"Muss es sein? Es muss sein! Es muss sein!" - Beethoven
"[...] Acreditamos todos que é impensável que o amor
de nossa vida possa ser uma coisa leve, uma coisa imponderável; achamos
que nosso amor é o que devia ser; que sem ele nossa vida não seria
nossa vida. Convencemo-nos de que Beethoven em pessoa, triste e de cabelos revoltos,
toca seu "Es muss sein!" para nosso grande amor [...] chegou a conclusão
de que a história de amor de sua vida não estava colada sobre
"Es muss sein!", mas antes sobre "Es könnte auch anders
sein": isso poderia muito bem ter acontecido de outra maneira."
A INSUSTENTÁVEL LEVEZA DO SER - Milan Kundera
I
Sabrina passou longos anos viajando, conheceu pessoas, culturas, línguas.
Fotografava em sua mente todas suas impressões que expressava em telas
que nunca guardava, que não vendia. Seus quadros-retratos eram deixados
em cada quarto que abrigava seu cavalete, suas tintas e pincéis.
Quando saiu de sua pacata cidade jurou nunca mais voltar. Iria sempre a Oeste,
sempre longe. Cada vez mais longe. De suas raízes e daquele homem que
lhe prometera amor eterno.
Sabrina o conheceu numa noite em que de cima do telhado estava a olhar as estrelas.
Ele a beijou sem dizer nada e ela retribuiu. Não porque o desejasse.
Naquele instante eterno seus lábios tocavam a chispa quente que estava
dentro da boca do homem. A chispa que a disparou para um país azul. Um
país que inventou. Que sonhou cada rua, cada casa, toda sua gente e uma
mulher azul. Ela não o beijava, ela beijava o seu país natal sonhado.

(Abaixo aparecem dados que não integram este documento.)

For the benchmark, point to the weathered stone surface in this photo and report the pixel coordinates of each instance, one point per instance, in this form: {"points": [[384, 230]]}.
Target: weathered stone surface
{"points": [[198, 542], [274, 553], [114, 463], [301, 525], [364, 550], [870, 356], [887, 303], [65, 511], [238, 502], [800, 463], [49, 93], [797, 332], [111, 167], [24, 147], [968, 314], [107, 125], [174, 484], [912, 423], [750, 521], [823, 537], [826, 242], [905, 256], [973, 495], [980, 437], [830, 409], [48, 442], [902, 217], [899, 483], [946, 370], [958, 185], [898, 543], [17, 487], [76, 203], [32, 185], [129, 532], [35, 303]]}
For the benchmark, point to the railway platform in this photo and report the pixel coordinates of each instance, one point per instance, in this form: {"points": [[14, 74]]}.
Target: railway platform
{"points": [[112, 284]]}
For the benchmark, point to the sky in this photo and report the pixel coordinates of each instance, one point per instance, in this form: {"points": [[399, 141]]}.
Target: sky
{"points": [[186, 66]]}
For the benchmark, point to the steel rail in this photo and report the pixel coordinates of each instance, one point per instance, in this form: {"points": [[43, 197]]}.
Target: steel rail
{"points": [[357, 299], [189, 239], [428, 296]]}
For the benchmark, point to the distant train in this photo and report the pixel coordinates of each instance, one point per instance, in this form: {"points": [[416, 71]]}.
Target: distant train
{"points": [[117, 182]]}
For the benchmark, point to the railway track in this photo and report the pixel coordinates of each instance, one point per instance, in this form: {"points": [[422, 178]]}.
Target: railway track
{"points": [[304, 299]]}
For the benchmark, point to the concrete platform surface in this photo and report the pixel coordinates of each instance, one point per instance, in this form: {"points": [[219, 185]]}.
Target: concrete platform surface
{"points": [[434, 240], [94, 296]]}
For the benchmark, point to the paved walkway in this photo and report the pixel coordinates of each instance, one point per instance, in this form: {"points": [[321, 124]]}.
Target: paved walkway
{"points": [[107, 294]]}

A chispa na boca do rapaz foi o passaporte para o seu país.
E agora depois de tantos anos sentia-se lograda. O país azul estava
ainda mais vívido e vivo em seu sonho, mas em nenhum instante chegara
perto de suas águas; em verdade, Sabrina sabia que fora de seu sonho
tudo era vermelho, tal como os cenários de seu teatro, e o azul era apenas
uma gelatina colocada sobre os refletores para as cenas mais melancólicas.
Olhava através da janela e se sentia presa dentro do quadro que ela
própria pintara. Sentia que lá fora havia um mundo para ser conquistado.
O único lugar que ela havia rejeitado. Sua cidade pacata. Começou
a ajeitar seus poucos pertences na mala. Sabrina sempre gostou de fazer a mala.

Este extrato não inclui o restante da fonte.